The number of instances in which Obama has violently breached his own alleged principles when it comes to the War on Terror and the rule of law are too numerous to chronicle in one place. Suffice to say, it is no longer provocative or controversial when someone like Yale Law Professor Jack Balkin writes, as he did the other day, that Obama "has more or less systematically adopted policies consistent with the second term of the George W. Bush Administration." No rational person can argue that or even tries to any longer. It's just a banal expression of indisputable fact.
Today, the Obama DOJ unveiled the latest -- and one of the most significant -- examples of its eagerness to assault the very legal values Obama vowed to protect. The Wall Street Journal reports that "new rules allow investigators to hold domestic-terror suspects longer than others without giving them a Miranda warning, significantly expanding exceptions to the instructions that have governed the handling of criminal suspects for more than four decades." The only previous exception to the 45-year-old Miranda requirement that someone in custody be apprised of their rights occurred in 1984, when the Rehnquist-led right-wing faction of the Supreme Court allowed delay "only in cases of an imminent safety threat," but these new rules promulgated by the Obama DOJ "give interrogators more latitude and flexibility to define what counts as an appropriate circumstance to waive Miranda rights."
For that reason, the WSJ is surely correct when it calls these new guidelines "one of the Obama administration's most significant revisions to rules governing the investigation of terror suspects in the U.S." Note that, in 7 years of prosecuting the War on Terror after 9/11, the Bush administration never tried to dilute Miranda guidelines (though doing so for them was irrelevant because they simply imprisoned even American citizens (such as Jose Padilla) without any charges or due process of any kind).

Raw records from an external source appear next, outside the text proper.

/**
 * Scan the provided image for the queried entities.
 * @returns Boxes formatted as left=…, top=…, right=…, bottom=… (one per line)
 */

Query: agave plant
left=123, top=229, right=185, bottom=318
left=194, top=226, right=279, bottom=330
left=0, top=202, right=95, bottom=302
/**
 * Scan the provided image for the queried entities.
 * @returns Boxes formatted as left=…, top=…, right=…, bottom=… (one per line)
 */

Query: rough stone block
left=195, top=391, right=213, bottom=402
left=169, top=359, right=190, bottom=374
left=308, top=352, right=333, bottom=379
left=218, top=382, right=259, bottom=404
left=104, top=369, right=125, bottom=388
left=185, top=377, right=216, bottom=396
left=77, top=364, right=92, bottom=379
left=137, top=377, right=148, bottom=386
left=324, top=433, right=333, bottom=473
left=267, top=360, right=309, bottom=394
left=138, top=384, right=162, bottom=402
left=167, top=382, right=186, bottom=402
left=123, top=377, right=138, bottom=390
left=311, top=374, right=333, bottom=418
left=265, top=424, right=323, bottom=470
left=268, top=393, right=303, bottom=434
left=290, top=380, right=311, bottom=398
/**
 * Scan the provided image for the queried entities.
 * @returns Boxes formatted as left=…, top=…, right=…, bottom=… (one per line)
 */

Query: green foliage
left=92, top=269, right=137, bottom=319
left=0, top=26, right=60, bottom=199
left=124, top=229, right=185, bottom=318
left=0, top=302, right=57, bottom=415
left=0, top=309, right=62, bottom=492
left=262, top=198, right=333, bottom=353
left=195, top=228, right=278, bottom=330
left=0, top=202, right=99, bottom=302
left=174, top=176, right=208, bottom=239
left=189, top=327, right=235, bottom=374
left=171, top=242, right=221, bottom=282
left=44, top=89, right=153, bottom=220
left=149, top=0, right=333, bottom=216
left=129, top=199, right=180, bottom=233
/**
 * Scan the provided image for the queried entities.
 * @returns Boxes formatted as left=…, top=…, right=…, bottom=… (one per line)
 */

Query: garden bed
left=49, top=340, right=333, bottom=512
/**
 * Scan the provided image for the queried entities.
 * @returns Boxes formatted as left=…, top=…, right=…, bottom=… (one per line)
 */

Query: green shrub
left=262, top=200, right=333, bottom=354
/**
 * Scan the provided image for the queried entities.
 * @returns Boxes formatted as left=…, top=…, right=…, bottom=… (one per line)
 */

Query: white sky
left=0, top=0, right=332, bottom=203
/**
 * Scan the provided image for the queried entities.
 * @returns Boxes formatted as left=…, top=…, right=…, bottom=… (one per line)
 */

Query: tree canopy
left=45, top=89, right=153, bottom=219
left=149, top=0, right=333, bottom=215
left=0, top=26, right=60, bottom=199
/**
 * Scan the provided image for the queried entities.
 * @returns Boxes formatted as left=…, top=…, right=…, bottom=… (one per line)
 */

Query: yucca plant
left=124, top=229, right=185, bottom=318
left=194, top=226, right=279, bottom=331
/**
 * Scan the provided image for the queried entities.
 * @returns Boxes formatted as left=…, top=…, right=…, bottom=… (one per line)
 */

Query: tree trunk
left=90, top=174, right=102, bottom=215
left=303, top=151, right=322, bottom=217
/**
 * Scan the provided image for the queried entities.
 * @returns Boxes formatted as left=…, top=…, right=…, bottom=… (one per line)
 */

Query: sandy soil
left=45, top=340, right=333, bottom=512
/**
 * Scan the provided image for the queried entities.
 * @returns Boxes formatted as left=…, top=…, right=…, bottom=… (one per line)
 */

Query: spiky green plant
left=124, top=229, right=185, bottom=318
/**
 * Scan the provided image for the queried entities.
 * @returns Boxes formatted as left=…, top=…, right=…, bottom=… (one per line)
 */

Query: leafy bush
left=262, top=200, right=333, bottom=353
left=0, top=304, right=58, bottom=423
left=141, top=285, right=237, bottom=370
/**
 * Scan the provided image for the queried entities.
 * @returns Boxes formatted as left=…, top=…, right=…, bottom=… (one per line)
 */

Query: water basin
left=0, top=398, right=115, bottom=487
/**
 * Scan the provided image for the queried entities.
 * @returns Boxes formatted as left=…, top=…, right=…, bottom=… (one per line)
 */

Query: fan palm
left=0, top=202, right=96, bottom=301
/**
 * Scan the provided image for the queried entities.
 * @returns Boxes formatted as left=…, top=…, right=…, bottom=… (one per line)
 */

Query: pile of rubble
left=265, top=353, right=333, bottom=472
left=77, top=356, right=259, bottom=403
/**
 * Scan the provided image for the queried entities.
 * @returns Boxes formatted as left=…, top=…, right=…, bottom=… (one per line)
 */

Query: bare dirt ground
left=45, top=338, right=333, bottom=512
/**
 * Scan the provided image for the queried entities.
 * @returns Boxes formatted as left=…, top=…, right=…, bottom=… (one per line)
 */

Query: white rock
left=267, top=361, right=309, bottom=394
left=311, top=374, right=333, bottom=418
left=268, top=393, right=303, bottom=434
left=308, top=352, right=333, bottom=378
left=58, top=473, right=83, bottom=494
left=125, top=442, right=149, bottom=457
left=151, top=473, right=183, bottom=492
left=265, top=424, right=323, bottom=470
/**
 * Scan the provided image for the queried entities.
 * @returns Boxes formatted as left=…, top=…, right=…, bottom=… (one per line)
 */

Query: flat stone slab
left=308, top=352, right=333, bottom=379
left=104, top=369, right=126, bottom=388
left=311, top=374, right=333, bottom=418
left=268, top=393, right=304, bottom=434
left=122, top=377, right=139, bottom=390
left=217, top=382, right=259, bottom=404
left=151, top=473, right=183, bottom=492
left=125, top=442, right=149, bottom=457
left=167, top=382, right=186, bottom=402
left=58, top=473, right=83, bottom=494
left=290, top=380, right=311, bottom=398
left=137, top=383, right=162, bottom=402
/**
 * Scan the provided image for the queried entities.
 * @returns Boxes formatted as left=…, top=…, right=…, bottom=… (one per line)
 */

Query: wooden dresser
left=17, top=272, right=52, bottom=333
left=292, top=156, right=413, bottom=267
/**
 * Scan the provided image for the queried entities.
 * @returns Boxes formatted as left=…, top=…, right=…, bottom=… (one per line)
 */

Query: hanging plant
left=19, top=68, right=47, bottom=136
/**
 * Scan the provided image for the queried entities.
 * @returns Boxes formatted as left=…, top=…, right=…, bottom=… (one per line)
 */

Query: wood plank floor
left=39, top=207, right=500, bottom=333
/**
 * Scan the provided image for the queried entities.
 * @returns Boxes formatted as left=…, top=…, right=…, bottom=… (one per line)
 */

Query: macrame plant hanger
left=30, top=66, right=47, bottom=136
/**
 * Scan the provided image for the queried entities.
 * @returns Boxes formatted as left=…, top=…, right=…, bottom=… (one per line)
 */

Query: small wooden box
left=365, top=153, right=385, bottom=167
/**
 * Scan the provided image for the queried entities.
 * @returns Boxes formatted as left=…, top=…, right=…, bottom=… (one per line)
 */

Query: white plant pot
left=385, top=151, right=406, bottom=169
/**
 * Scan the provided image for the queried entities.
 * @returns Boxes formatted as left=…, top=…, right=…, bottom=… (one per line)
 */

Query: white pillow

Ironically, it was the administration -- and its followers -- that defended the sanctity of Miranda back in late 2009, when the Cheney/Kristol/Limbaugh/Palin Right attacked Obama for Mirandizing the "underwear bomber" as soon as he was taken into custody. Back then, the White House and its loyalists stridently argued that Miranda does not interfere with effective interrogations and that, in any event, it is a pillar of our justice system that should not be eroded. We'll undoubtedly be hearing from the same precincts now -- from the very same people -- that diluting Miranda is necessary to Keep Us Safe; that it's fully within a President's right to change Miranda guidelines without Congress (just like he can start wars on his own); and that it's merely a tiny little change that pales in comparison to the Important Issues of the Day. For anyone who defends Obama's new decision here, shouldn't you also admit that Rush Limbaugh and Bill Kristol were right in criticizing Obama back then and demanding dilution of Miranda for Terrorism suspects?